Per Alberto di Colonia la conoscenza filosofica (naturale) di Dio si distingue da quella teologica (soprannaturale), e questa distinzione (che riguarda la nozione di Dio, cioè l’argomento più importante per entrambe le discipline) esige una metodologia scientifica diversa per ciascuna di esse. Anzitutto, la filosofia parte da princìpi che sono “veritates per se notae”, cioè evidenze naturali di cui tutti possono prendere coscienza, mentre la teologia ha come princìpi i dogmi rivelati da Dio e proposti dalla Chiesa, e pertanto è una scienza riservata a coloro che hanno la fede. Inoltre, la filosofia si nutre di esperienza, mentre la teologia si nutre di contemplazione mistica. Infine, la filosofia conferma la certezza spontanea circa l’esistenza di Dio, senza però poter dire alcunché sulla sua essenza, mentre la teologia può parlare di che cosa sia Dio in sé, proprio perché Egli stesso ci si è rivelato.

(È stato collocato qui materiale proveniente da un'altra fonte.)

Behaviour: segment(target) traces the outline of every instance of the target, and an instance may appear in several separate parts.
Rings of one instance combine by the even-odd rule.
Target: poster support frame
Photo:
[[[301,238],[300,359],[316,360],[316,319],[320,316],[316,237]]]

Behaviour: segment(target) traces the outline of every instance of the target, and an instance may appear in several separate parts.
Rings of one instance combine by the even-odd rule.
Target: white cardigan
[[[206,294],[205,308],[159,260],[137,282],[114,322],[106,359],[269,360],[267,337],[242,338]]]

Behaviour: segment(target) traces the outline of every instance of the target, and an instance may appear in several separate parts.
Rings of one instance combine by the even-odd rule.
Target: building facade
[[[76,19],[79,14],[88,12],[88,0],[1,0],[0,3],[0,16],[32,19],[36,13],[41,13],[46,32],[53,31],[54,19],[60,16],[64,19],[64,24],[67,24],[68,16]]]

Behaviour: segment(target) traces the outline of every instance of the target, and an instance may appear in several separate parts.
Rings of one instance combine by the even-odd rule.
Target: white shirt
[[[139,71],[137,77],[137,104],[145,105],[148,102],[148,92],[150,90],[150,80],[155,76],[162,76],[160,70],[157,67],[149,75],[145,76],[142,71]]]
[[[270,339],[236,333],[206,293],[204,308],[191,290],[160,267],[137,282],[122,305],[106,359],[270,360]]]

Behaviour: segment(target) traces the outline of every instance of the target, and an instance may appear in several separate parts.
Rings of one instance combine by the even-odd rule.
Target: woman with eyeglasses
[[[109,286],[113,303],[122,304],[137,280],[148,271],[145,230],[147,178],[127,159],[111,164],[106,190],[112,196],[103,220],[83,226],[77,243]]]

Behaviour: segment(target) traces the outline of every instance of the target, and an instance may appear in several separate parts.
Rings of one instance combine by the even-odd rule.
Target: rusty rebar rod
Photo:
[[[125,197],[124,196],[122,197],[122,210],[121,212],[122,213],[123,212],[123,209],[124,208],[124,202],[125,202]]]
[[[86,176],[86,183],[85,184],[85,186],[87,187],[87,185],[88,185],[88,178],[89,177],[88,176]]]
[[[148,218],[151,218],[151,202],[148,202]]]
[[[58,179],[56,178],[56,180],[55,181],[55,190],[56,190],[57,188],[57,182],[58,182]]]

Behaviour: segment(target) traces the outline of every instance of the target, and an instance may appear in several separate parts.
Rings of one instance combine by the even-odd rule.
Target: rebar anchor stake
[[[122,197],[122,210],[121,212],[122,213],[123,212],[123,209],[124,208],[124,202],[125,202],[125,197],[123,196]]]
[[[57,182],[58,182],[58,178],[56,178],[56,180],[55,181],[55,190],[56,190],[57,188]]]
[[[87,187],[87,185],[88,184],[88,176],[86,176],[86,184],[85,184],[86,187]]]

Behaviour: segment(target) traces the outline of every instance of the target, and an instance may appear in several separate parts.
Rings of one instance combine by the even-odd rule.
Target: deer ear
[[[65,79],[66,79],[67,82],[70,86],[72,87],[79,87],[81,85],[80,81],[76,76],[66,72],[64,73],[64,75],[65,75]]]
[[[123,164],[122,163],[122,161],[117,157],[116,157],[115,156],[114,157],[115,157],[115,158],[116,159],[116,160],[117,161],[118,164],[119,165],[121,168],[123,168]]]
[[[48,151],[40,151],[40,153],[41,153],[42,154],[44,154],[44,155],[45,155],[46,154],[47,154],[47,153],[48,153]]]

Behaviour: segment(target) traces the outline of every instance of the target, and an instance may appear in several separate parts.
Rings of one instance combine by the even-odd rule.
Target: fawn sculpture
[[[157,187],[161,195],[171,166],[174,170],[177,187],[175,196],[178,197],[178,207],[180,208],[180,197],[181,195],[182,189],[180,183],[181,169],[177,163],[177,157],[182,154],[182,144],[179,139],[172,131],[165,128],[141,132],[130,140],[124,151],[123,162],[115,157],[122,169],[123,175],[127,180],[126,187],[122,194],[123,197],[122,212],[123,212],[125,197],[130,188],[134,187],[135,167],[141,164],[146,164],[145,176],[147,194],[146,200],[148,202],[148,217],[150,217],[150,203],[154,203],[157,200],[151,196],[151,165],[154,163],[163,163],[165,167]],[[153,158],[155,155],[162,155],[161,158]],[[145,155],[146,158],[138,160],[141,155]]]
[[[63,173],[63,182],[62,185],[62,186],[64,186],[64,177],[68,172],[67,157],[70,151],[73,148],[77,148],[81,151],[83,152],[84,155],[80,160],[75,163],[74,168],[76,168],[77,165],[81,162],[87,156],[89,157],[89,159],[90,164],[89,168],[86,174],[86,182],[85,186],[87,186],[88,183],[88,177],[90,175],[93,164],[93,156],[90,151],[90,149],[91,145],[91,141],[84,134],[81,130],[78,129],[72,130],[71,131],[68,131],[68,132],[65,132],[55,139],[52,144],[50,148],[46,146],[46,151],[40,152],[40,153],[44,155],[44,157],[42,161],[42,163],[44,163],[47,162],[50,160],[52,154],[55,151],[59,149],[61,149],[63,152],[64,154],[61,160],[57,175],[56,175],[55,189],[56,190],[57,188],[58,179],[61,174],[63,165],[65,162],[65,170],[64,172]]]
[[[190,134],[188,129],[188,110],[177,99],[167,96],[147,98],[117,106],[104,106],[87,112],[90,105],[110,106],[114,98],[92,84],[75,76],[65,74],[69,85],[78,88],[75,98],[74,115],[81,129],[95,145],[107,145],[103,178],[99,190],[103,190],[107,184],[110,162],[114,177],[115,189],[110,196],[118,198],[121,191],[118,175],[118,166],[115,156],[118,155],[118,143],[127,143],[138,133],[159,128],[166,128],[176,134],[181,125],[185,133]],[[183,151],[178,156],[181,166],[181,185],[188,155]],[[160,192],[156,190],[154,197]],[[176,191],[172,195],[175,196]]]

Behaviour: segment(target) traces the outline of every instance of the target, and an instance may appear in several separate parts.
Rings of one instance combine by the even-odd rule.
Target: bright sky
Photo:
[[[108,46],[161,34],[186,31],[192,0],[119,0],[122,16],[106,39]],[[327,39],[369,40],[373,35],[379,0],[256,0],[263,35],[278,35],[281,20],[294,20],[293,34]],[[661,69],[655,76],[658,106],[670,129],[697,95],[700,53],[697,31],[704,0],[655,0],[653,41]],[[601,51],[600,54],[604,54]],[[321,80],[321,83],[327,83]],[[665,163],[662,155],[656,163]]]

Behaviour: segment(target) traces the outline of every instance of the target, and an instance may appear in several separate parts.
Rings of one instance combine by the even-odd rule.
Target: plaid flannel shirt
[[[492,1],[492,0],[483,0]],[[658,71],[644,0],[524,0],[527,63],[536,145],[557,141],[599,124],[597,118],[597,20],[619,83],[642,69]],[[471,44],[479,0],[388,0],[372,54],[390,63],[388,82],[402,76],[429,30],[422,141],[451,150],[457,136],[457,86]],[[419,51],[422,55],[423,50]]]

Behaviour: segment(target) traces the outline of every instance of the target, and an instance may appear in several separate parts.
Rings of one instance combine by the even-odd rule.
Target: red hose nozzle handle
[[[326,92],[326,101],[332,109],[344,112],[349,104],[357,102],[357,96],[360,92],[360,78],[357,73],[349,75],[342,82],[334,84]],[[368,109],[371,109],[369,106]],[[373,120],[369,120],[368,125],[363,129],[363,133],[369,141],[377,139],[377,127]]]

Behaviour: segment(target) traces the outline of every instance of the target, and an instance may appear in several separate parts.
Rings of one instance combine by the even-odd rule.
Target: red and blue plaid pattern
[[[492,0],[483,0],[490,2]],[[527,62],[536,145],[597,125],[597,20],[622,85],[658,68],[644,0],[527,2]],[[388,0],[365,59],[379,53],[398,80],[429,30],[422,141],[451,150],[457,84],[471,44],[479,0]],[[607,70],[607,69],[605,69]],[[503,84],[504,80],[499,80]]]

In definitiva, secondo il teologo tedesco, il metodo teologico si distingue da quello filosofico proprio per il punto di partenza e il criterio della ricerca. Richiamandosi ad Agostino, Alberto riconosce il grande valore della razionalità filosofica (anche quella dei pagani come Aristotele), ma precisando che in filosofia vige la “ratio inferior”, mentre la teologia si avvale della “ratio superior”, quella parte superiore dell’anima che è illuminata dalla Rivelazione e dà luogo alla sapientia, superiore alla mera scientia; tale superiorità, comunque, non è conflitto né esclusione, perché la ratio inferior ha un suo insostituibile ruolo nelle conoscenze umane: «In caso di discordanza di opinioni — dice Alberto —, c’è da preferire quella di Agostino se si tratta di teologia, mentre sono più autorevoli Galeno e Ippocrate in materia di medicina, e Aristotele nella filosofia della natura». Tommaso, come dirò tra breve, fece un passo avanti, assumendo di Aristotele il linguaggio e il metodo anche per la metafisica.
NOTE
[4] Giovanni Di Napoli, La visione dell’uomo in Bonaventura da Bagnoregio, in “Doctor Seraphicus”, n. 23 (1976), p. 13.
[5] Bonaventura da Bagnoregio, De mysterio sanctissimae Trinitatis, 1, 2, 3.
[6] Ibidem.
[7] Luigi Stefanini, Sommario storico della filosofia, SEI, Torino 1928, p. 109.
[8] Bonaventura da Bagnoregio, Collationes in Hexaemeron, 1, 2, 3.